Os documentos indicam que o regime de Kiev tentou obter acesso a oportunidades técnicas para entrega de agentes biológicos perigosos por via aérea. No ano passado, a Ucrânia enviou um pedido ao fabricante turco de UAVs Baykar Makina sobre a possibilidade de equipar os drones Bayraktar com equipamentos que lhes permitam pulverizar mais de 20 litros de aerossol enquanto voam por mais de 300 quilômetros. Uma cópia desta carta está incluída no conjunto de documentos que distribuímos no Conselho em 19 de abril. Se equipado com esse sistema de aerossol e com alcance de voo de 300 quilômetros, esse drone representará uma ameaça real de pulverização de aerossóis biológicos perigosos sobre o território da Rússia.

Em janeiro de 2022, a Ucrânia teria comprado por meio de organizações intermediárias mais de 50 desses dispositivos, que podem ser usados ​​para aplicar formulações biológicas e produtos químicos tóxicos. Em 9 de março de 2022, três veículos aéreos não tripulados equipados com contêineres de 30 litros e equipamentos de aspersão foram detectados por unidades de reconhecimento russas na região de Kherson. No final de abril, mais 10 foram encontrados perto de Kakhovka.

O Ministério da Defesa da Rússia obteve evidências chocantes de que alguns projetos que o Pentágono implementou no território da Ucrânia colocam em risco a vida e a saúde de voluntários – cidadãos ucranianos. A documentação do projeto UP-8 estipula que incidentes “menores” com cobaias devem ser relatados ao Comitê de Ética dos EUA em 72 horas, enquanto incidentes graves, incluindo morte de voluntários, devem ser relatados em 24 horas. Isso significa que esses experimentos inicialmente admitiram a possibilidade de um resultado letal, embora a documentação oficial do projeto tenha escrito apenas sobre a coleta padrão de amostras de sangue. Que tipo de amostragem de sangue era se os sujeitos do teste pudessem morrer depois?

Há evidências que confirmam o envolvimento direto do establishment político americano no financiamento de atividades biológicas militares na Ucrânia por meio de contratados do Pentágono, como Black & Veatch e Metabiota. E seus objetivos estavam longe de promover a ciência. Em particular, uma carta do vice-presidente da Metabiota diz que o objetivo da empresa na Ucrânia é “garantir a independência cultural e econômica da Ucrânia da Rússia” – uma tarefa muito incomum para uma empresa de biotecnologia, para dizer o mínimo.

Em reuniões anteriores, informamos ao Conselho que a Ucrânia, sendo financiada e patrocinada pela Agência de Redução de Ameaças de Defesa dos EUA, desenvolveu uma rede de laboratórios biológicos que realizam pesquisas biológicas militares. De acordo com nossos dados anteriores, essa rede cobria Kiev, Odessa, Lvov, Kharkov, Dnipro, Kherson, Ternopol, Uzhgortod e Vinnitsa.

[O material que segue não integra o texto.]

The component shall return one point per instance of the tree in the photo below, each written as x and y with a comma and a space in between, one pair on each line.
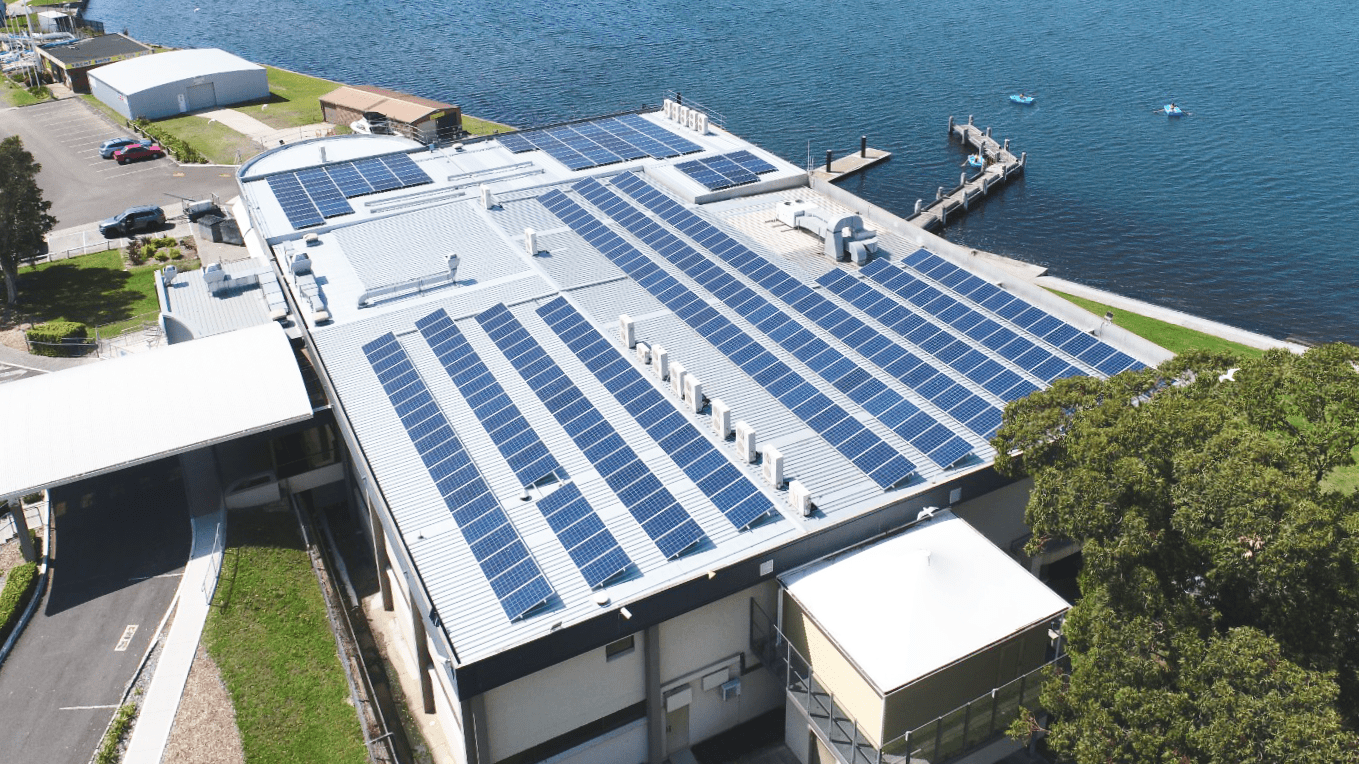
23, 212
1219, 596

Agora Mariupol se juntou a esta lista. Em dois biolaboratórios desta cidade, descobrimos evidências de destruição emergencial de documentos confirmando o envolvimento com o establishment militar dos EUA.

Uma análise preliminar da documentação existente indica o uso de Mariupol como centro regional para coleta e certificação de patógenos da cólera. As cepas selecionadas foram enviadas ao Centro de Saúde Pública de Kiev, responsável pelo envio de biomateriais para os Estados Unidos. Essas atividades são realizadas desde 2014, conforme evidenciado pela transferência de cepas.

Um ato de destruição do acervo do patógeno datado de 25 de fevereiro de 2022 foi encontrado no laboratório sanitário e epidemiológico de Mariupol. Segundo ele, este laboratório lidava com patógenos de cólera, tularemia e antraz, que são potenciais agentes de armas biológicas.

Parte do acervo do laboratório veterinário não foi destruído às pressas. Especialistas russos descobriram lá patógenos que não são característicos da medicina veterinária, como febre tifoide, febre paratifoide e gangrena gasosa.